I only read the abstract, so I'm sure this is a basic/dumb question... but if you don't label images as faces or not, what makes it a face detector? :) How do you get an elbow detector or a butt detector out of the same algorithm?
Show it a zillion pictures. then show it a face and see what gets activated. that's your face detector. show it an elbow or butt, and see what gets activated, that's your elbow or butt detector.
It automatically creates a set features that you can then use a final layer of machine learning to get what you want.
In machine learning, normally you have to create a set of features (call feature engineering - basically think algorithms to better represent your data). The amazing thing about deep learning is that the computer does this for you!
You just need a few 10s/100s face/nonface images - same for 20,000 other objects - this is called fine-tuning.
For more, andrew ng, geoff hinton, yann lecun have given talks on this at google and they are up on youtube.
This paper is actually more interesting: it automatically learns some "neuron" which its firing represents a detected face, without any supervise technique.

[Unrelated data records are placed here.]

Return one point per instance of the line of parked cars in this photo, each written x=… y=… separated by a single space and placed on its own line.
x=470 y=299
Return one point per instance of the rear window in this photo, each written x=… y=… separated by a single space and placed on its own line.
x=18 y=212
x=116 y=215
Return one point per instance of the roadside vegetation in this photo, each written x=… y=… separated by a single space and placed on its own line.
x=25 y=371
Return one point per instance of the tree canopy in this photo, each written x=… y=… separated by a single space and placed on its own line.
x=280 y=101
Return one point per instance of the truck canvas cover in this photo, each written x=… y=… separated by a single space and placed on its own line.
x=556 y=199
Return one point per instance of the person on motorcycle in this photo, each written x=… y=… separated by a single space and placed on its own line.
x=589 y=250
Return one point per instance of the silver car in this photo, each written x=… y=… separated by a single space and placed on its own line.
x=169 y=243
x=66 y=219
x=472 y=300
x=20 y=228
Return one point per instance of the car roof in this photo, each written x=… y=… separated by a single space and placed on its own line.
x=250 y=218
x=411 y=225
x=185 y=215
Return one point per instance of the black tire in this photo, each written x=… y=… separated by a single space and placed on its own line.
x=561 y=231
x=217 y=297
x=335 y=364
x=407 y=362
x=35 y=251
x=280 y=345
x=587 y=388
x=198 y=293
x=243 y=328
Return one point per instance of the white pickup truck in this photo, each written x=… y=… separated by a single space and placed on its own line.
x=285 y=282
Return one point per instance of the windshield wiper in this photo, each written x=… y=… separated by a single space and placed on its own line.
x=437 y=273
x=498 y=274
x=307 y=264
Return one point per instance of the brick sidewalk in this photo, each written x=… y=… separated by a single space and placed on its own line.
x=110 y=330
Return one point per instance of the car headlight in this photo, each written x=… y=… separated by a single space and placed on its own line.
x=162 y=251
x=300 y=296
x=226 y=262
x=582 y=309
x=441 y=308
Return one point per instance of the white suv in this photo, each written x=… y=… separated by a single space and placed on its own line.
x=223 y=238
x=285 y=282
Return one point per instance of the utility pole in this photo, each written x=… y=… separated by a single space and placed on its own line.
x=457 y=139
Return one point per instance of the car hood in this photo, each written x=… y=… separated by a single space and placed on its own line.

It shows the possibility to extract complex information solely from data.
Using "reward" or say supervised training is easier and (near certainly) often gives better result, but unsupervised is more interesting as a research result, it tells that we can actually extract very high level information from data itself, using some "obvious" rules (such as linearly mix adjacent pixels and give as sparse-"laplace distribution like" results as possible). It is important because it proves that we may simulate brain functionality without knowing exact structure of brain (as we know brain is complex), but by analysis the data it processes using lots of simple structure instead.